British Face Constitutional Crisis on EC Law
BRITAIN'S refusal to make an unqualified commitment to the European Community is fueling dismay among its continental partners and propelling Prime Minister John Major toward a constitutional crisis.
Behind the crisis is the social chapter, a body of law within last year's Maastricht Treaty on EC unity that creates a framework for workers' rights and is supported by the EC's other 11 members. Britain signed the treaty but opted out of the chapter.
Senior figures in EC countries have been shocked by the British dispute.
In a Berlin speech, Martin Bangemann, the EC's industry commissioner, said countries hostile to a united Europe "should consider whether they really want to belong to this Community."
An informal coalition of opposition British Labour and Liberal Democrat members of Parliament, along with about 30 rebel Conservatives, is threatening to force Mr. Major to accept the social chapter as part of a bill ratifying the treaty.
Major, sensing the likelihood of a parliamentary defeat, on Feb. 13 let it be known through officials that he may be prepared to break precedent by asking Queen Elizabeth to ratify the treaty without the social chapter by royal prerogative, regardless of any House of Commons vote.
A day later, the same officials said the government had no intention of bypassing Parliament. And Major ordered Douglas Hurd, the foreign secretary, to make a statement to Parliament clarifying the official intention.
George Robertson, Labour Party spokesman on foreign affairs, says such a move would create an "uproar" in the House of Commons. Labour scrutiny
The Commons is currently engaged in line-by-line scrutiny of the Maastricht bill. The Labour Party is proposing an amendment that would make the social chapter a part of the bill.
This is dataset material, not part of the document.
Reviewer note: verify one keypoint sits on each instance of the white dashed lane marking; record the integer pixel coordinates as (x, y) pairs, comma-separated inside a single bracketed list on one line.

Major insists that negotiating an opt-out from the social chapter was an important achievement. In parliamentary debates on Maastricht he has said British industry could not subscribe to the chapter's provisions and remain competitive in European trade.
Labour and the Liberal Democrats are in favor of enshrining workers' rights. The Conservative rebels who are threatening to vote for the social chapter say they dislike its provisions, but hate the body of the Maastricht Treaty much more.
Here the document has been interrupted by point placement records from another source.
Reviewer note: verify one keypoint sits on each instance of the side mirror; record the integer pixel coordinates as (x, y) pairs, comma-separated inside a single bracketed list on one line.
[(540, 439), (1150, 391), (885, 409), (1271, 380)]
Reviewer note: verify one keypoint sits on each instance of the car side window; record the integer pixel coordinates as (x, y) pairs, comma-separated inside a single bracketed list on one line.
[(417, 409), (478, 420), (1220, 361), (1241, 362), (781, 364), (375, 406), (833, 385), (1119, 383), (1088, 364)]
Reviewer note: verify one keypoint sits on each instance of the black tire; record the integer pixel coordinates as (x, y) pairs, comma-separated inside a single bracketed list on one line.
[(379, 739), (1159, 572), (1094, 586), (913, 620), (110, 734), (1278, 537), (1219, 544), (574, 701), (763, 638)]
Last week Major and Mr. Hurd appeared to give the rebels an opening when they said that a government defeat over the social chapter would kill the treaty.
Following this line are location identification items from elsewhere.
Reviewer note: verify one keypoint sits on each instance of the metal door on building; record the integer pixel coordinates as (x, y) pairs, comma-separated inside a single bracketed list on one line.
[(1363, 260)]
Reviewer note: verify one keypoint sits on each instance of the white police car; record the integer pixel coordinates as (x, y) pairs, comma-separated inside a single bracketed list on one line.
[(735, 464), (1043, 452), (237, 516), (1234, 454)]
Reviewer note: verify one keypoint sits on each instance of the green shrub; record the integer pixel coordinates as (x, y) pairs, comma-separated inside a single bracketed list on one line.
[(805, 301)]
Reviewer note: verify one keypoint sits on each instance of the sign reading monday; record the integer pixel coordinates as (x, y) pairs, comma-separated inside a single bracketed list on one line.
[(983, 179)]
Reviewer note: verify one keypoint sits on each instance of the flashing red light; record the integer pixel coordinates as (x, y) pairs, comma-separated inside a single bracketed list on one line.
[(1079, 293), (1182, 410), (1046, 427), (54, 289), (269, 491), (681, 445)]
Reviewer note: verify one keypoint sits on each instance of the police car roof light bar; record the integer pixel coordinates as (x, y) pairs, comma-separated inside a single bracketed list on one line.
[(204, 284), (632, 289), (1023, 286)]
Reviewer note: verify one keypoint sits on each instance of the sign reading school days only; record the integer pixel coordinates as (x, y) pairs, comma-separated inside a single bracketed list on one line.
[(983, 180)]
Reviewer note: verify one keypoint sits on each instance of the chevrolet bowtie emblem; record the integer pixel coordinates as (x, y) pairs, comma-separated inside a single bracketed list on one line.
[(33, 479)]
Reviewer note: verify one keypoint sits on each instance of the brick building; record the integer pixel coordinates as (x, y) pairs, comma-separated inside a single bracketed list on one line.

Parliamentary arithmetic does not appear to favor the government. Major commands an overall Commons majority of 21 votes. It would take only a dozen Conservative rebels siding with the opposition to inflict a defeat on his government.
Last November three times that number of Conservatives opposed a parliamentary motion on Maastricht, and the government escaped defeat only when the centrist Liberal Democrat Party came to its aid.
Paddy Ashdown, the Liberal Democrat leader, says his members will vote for the social chapter amendment.
Government sources say Lord Tebbit, a former Conservative Party chairman, enraged Major by saying he would "cheerfully vote for an amendment saying the moon was made of blue cheese" if it would "wreck the treaty." For the treaty to go into effect all 12 EC members must ratify it. `More politics than law'
At a meeting of senior ministers, constitutional advisers told Major that he did not have to defer to Parliament to ratify the treaty. Lawyers, however, dispute that point.
Professor Bernard Rudden, a specialist in constitutional law at Oxford University, says the Commons had to endorse the treaty, but Professor Michael Zander, a constitutional lawyer at the London School of Economics, argued that the government had no need of parliamentary approval.
Sir Teddy Taylor, a Conservative rebel who is determined to kill the Maastricht bill, says the matter is "more about politics than law."
"The government would be unwise to ignore the will of Parliament," he says, noting that 2 out of 3 British citizens, according to opinion polls, are opposed to the Maastricht Treaty.
Major has rejected calls for a referendum.
The EC's Mr. Bangemann said: "There is no alternative to a federal state. European unification must therefore be seen through to a successful conclusion."
Members of the European Parliament meeting in Strasbourg last week said the British dispute was difficult to understand.
Jean Penders, Dutch Christian Democrat member of the parliament, accuses British anti-Maastricht politicians of adopting a "totally negative and destructive pose."
"There is something wrong with Britain's parliamentary behavior," he says.